Smith gave his insights into Boulez’s rehearsal process. “I began to understand the often-spoken criticism of him as a conductor — that he was just very matter-of-fact and showed no emotion. And you can understand why people would say that because he was very unassuming on the podium. But it wasn’t about him, it was all about the music, and he in no way wanted to be a distraction. I figured out pretty quickly that those relatively minimal gestures embodied his thorough knowledge of the score, and every one of those gestures meant something to every single person in the orchestra. So this idea that he was just cold and analytical is actually kind of silly because he allowed the music to breathe and speak. The composer’s emotions flowed through him, and we experienced that.”

Joela Jones, who has been keyboardist with the Orchestra since the late 1960s, has had the opportunity to perform many of the great orchestral works that involve keyboard with Boulez on the podium. She also had the good fortune to make two recordings of works by Messiaen with him. The first was Le Ville d’en Haut. For the second, Sept haïkaï, she found herself having to learn the piece in a matter of days.

“Pierre-Laurent Aimard was scheduled to play and record Réveil des oiseaux and Sept haïkaï,” Jones recalled during a recent telephone conversation. “But I got a call from the orchestra management the Thursday before the first performance. There had been a misunderstanding and Aimard didn’t realize he was supposed to play both pieces. Although he had played Sept haïkaï, he had no time to review it. So they asked me if I knew it — I said no. Then they asked me if I could learn it in time — I said that I would try.”

Jones remembers getting the music that evening, and as luck would have it, the Orchestra had been given the weekend off because of Presidents’ Day. “My husband Richard and I were planning to go skiing with our son, so they went without me and I stayed home and practiced about ten hours a day. I remember at the first rehearsal on Tuesday morning, I told Mr. Boulez that I had just gotten the music and started learning it on Friday. He said, ‘Don’t worry Joela, it will be fine.’ With his calmness and his beautiful conducting — simple, direct, and clear as a bell — the performances actually went very well, and we recorded it the following Monday. I remember how kind and wonderful he was to me at that first rehearsal. He’s a very calm person, and just being around him makes you relaxed. He made everything comfortable for me. It was a wonderful opportunity and I really appreciated it very much.”

Although Jones has performed Messiaen’s work since that time, she said that it takes time to relearn. “Every time I go back to it, it’s like I have never seen it before. There are so many notes, and a fist full of accidentals in the right and left hands.” 

Messiaen, a passionate ornithologist, composed Sept haïkaï after he had visited Japan. “He was so impressed with Japan,” said Jones. “In the work’s central movement, Gagaku [named for the Japanese court orchestra], you hear gongs, chimes, and a gamelan.
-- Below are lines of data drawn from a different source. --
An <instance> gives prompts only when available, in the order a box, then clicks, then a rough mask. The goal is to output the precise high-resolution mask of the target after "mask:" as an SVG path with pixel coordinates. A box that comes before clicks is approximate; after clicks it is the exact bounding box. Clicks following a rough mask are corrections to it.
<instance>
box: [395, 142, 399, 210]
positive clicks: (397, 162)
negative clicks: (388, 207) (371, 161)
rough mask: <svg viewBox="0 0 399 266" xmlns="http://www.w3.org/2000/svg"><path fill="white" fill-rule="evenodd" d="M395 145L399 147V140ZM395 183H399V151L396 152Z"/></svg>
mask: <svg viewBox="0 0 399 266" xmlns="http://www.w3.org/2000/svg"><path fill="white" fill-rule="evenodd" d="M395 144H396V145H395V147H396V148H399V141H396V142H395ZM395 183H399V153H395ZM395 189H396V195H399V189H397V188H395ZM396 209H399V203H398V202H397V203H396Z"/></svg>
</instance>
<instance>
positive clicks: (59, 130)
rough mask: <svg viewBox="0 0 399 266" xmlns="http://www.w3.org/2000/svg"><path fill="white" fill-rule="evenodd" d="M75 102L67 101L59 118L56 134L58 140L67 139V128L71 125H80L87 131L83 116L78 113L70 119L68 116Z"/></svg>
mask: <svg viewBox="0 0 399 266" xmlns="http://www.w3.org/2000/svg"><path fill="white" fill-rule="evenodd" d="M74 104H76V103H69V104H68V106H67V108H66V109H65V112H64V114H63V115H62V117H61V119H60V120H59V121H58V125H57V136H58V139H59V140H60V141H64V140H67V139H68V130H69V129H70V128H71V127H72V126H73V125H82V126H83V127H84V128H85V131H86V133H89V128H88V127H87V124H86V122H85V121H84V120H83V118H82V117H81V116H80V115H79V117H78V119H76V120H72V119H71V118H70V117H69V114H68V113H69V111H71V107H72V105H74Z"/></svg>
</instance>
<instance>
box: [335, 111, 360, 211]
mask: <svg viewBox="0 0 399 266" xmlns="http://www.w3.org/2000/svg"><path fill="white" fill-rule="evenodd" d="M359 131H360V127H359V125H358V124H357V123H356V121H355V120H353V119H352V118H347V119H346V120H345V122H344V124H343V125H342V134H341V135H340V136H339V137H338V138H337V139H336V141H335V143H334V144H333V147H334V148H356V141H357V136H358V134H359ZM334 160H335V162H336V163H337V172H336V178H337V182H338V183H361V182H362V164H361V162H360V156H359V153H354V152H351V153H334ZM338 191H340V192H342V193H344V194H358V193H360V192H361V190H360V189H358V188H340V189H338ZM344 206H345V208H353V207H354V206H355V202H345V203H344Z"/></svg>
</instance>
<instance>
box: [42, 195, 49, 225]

He replicates the sound of the hichiriki by combining the oboe with the trumpet and horn. The eight violins are imitating the shō, a Japanese mouth organ. It’s one of my favorite movements, but perhaps that’s because I don’t play during it,” she said with a laugh.

Jones feels extremely fortunate to have been able to learn so much complicated repertoire under the tutelage of Pierre Boulez. She recounted his famous sectional rehearsals. “He’d spend two hours with the strings, two hours with the woodwinds and brass, and another two with the percussion, keyboards, and harps — all in one day. With big complex pieces you sometimes hope you can hide, but you can’t do that in sectionals. Of course it was always difficult to hide from Pierre because he heard everything. He rehearsed this way not just with Messiaen, but also with the music of Carter, Schoenberg, Webern, and Berg.”

Jones said she will always remember Boulez’s patience. “Pierre would rehearse a piece until we got it right, but he would remain totally calm, and never got agitated if it took some of us eight or ten times to play it correctly. He would stop and say, ‘No, no, no,’ and often solfège the part in his beautiful French, then we’d do it again. It was amazing.” 
  

Published on ClevelandClassical.com October 3, 2016.